Trinity Lutheran went to court claiming that its constitutional rights were being violated on the basis of it being a religious establishment. The Supreme Court agreed in a 7 to 2 ruling with an opinion written by Chief Justice John Roberts that stated, in part, that, “But the exclusion of Trinity Lutheran from a public benefit for which it is otherwise qualified, solely because it is a church, is odious to our Constitution all the same, and cannot stand.”

The decision has implications beyond the narrow matter of a few scraped knees. The ruling will make it easier to allow school vouchers to be provided to parochial and other religious schools and not prohibited based on the concept of a separation of church and state.

Religious conscience vs. the right to same-sex marriage

The court also agreed to hear a case involving Masterpiece Cakeshop that ran afoul of Colorado’s anti-discrimination law that includes gay people as a protected class. In 2012, when same-sex marriage was still illegal in Colorado, a gay couple flew to Massachusetts to hold the ceremony but then conducted a reception in Colorado.

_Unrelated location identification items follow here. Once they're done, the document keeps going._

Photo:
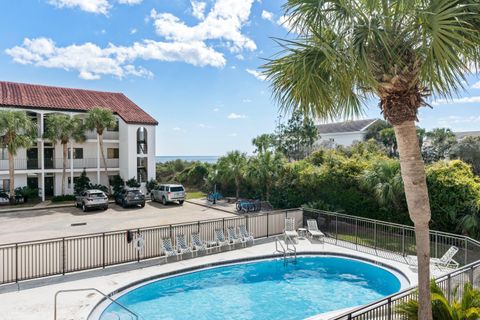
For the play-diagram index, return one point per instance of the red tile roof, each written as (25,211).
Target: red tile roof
(56,98)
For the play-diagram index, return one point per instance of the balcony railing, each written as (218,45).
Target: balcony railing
(107,135)
(57,163)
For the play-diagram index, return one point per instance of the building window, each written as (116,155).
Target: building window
(142,141)
(77,153)
(113,153)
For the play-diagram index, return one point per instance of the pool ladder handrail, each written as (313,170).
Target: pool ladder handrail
(286,250)
(130,312)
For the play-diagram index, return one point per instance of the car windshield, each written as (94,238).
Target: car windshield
(97,195)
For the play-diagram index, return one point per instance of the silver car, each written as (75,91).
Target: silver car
(92,199)
(169,193)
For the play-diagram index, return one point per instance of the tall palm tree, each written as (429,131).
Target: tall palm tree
(233,165)
(399,51)
(100,119)
(264,169)
(61,128)
(17,130)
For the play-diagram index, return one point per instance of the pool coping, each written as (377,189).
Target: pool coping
(98,309)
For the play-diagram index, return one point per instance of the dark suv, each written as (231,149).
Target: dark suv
(130,197)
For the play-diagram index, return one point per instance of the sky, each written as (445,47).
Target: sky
(192,64)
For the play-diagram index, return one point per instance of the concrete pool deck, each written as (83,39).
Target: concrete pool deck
(35,299)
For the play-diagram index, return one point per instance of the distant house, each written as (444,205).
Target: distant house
(129,147)
(343,133)
(462,135)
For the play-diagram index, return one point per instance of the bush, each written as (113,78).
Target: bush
(66,197)
(27,193)
(132,183)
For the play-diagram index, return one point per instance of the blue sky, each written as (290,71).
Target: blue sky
(190,64)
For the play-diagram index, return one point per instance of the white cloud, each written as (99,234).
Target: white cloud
(476,85)
(130,2)
(93,6)
(198,9)
(223,22)
(266,15)
(92,61)
(256,74)
(474,99)
(234,116)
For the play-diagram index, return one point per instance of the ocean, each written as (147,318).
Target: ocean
(207,159)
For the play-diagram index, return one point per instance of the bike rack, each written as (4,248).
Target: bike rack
(130,312)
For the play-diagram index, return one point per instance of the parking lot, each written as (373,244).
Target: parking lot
(50,223)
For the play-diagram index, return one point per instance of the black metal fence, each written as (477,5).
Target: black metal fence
(395,241)
(58,256)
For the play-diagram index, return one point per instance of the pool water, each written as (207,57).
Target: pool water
(266,289)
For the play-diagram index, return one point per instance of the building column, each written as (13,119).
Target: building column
(98,160)
(41,156)
(71,167)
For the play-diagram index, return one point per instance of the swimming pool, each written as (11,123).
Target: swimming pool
(266,289)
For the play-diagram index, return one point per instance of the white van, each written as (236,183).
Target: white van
(169,193)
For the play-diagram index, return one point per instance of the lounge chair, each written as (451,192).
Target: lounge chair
(445,261)
(244,234)
(197,243)
(232,236)
(290,229)
(182,246)
(220,238)
(168,247)
(313,230)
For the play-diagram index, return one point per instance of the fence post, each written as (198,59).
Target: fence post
(63,256)
(103,250)
(16,262)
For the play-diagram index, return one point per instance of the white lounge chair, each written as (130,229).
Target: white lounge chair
(232,236)
(182,246)
(197,243)
(244,234)
(220,238)
(290,231)
(168,247)
(445,261)
(313,229)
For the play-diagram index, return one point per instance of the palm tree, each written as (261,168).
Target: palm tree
(100,119)
(17,130)
(233,165)
(385,181)
(399,51)
(61,128)
(264,169)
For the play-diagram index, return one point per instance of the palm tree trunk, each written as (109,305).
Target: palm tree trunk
(64,168)
(11,176)
(416,192)
(100,140)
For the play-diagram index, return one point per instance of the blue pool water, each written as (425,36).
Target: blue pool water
(260,290)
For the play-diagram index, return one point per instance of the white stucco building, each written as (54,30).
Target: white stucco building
(129,148)
(343,133)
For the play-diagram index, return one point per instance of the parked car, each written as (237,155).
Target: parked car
(130,197)
(169,193)
(92,199)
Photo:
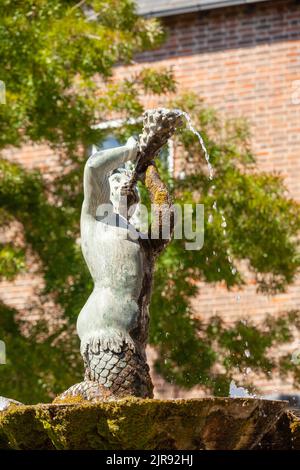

Jack Phillips, the owner of the bakery, declined to bake and decorate a cake based on his religious objections to same-sex marriage. The gay couple filed a complaint under Colorado’s anti-discrimination laws.

The matter is similar to ones that have beset a number of bakeries, caterers, and florists across the United States that pitted the right to same-sex marriage, which the court has already affirmed, against the right to religious conscience.

Should a businessperson be forced to provide a good or service that violates his or her religious beliefs? The court is going to have to sort that matter out.

While the Supreme Court has agreed to hear the matter, by no means is it certain that it will rule in favor of the bakery. Only four justices are necessary to provide a cert, an action that transfers a legal matter from a state court system to the Supreme Court. Arguments are likely to be heard after the new session begins in the fall.